Entra en el estudio y lo imagina pintado de blanco roto y decorado con cenefas de hiedras o medias lunas, con la cuna a un lado y el cambiador al otro, la luz entrando por la ventana y proyectando sombras con forma de zepelines y globos aerostáticos, gracias a las pegatinas de vinilo que dispondrían sobre el cristal para fomentar la exultante creatividad del futuro adulto en que al cabo de los años se convertiría el bebé.

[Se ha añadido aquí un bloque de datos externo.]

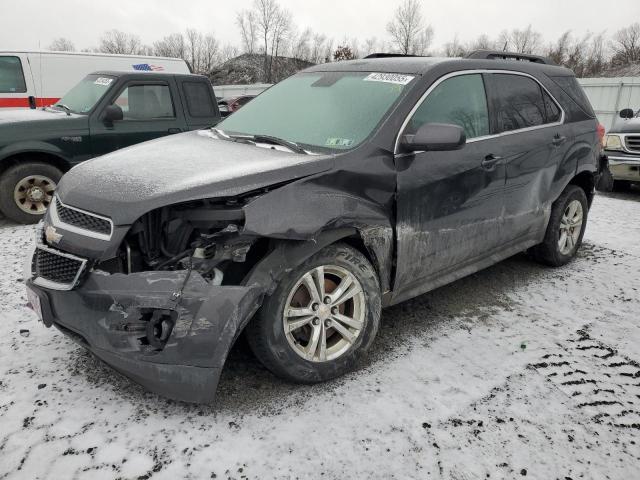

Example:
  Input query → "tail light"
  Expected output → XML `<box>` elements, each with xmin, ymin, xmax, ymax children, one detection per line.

<box><xmin>598</xmin><ymin>123</ymin><xmax>606</xmax><ymax>148</ymax></box>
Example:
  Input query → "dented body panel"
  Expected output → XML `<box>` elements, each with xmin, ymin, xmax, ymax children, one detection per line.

<box><xmin>29</xmin><ymin>58</ymin><xmax>599</xmax><ymax>402</ymax></box>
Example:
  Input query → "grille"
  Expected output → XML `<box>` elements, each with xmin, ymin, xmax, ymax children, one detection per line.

<box><xmin>33</xmin><ymin>247</ymin><xmax>85</xmax><ymax>288</ymax></box>
<box><xmin>626</xmin><ymin>135</ymin><xmax>640</xmax><ymax>152</ymax></box>
<box><xmin>56</xmin><ymin>200</ymin><xmax>111</xmax><ymax>235</ymax></box>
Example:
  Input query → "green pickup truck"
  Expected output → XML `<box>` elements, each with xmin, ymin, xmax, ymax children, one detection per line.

<box><xmin>0</xmin><ymin>71</ymin><xmax>220</xmax><ymax>223</ymax></box>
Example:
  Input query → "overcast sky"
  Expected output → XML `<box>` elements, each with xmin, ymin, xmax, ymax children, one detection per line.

<box><xmin>0</xmin><ymin>0</ymin><xmax>640</xmax><ymax>50</ymax></box>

Un adulto que sería cirujano o músico de jazz o crítica de arte o ingeniera aeroespacial, que los haría sentirse orgullosos de haber traído tanto talento al mundo.

Cloe extrae la foto de uno de los marcos que decoran su salón —donde aparece junto al Mejor Novio ­Posible sobre el capó de un coche en un pueblo perdido de ­Yucatán— e introduce en él uno de los libros. No cabe del todo, pero le permite hacerse una idea. Imagina cómo le contaría a Luna o a Bastian —los últimos nombres que le han venido a la cabeza tras tantear otros veinte o treinta— cómo se conocieron sus padres, mostrándole el libro de la cabecera y leyéndole fragmentos que Lily o Tobías acabarían sin duda memorizando para regocijo del Mejor Novio Posible. Los ojos de Alma o Polo abiertos en par de par, ávidos de una línea más de la obra de su admirado padre.

Cloe acaricia la portada del libro y lo abre.

Su nombre no aparece por ninguna parte.

No figura entre los agradecimientos.

El libro entero está dedicado a Hannah, la anterior pareja del Mejor Novio Posible, que vivió en aquella casa hasta pocos meses antes de que este y Cloe se conocieran.

«Para Hannah; este libro es de los dos».

Las manos de Cloe dejan escurrir el libro, que cae al suelo abierto por la página veintidós.

El Predictor vibra con insistencia sobre el lavabo del baño.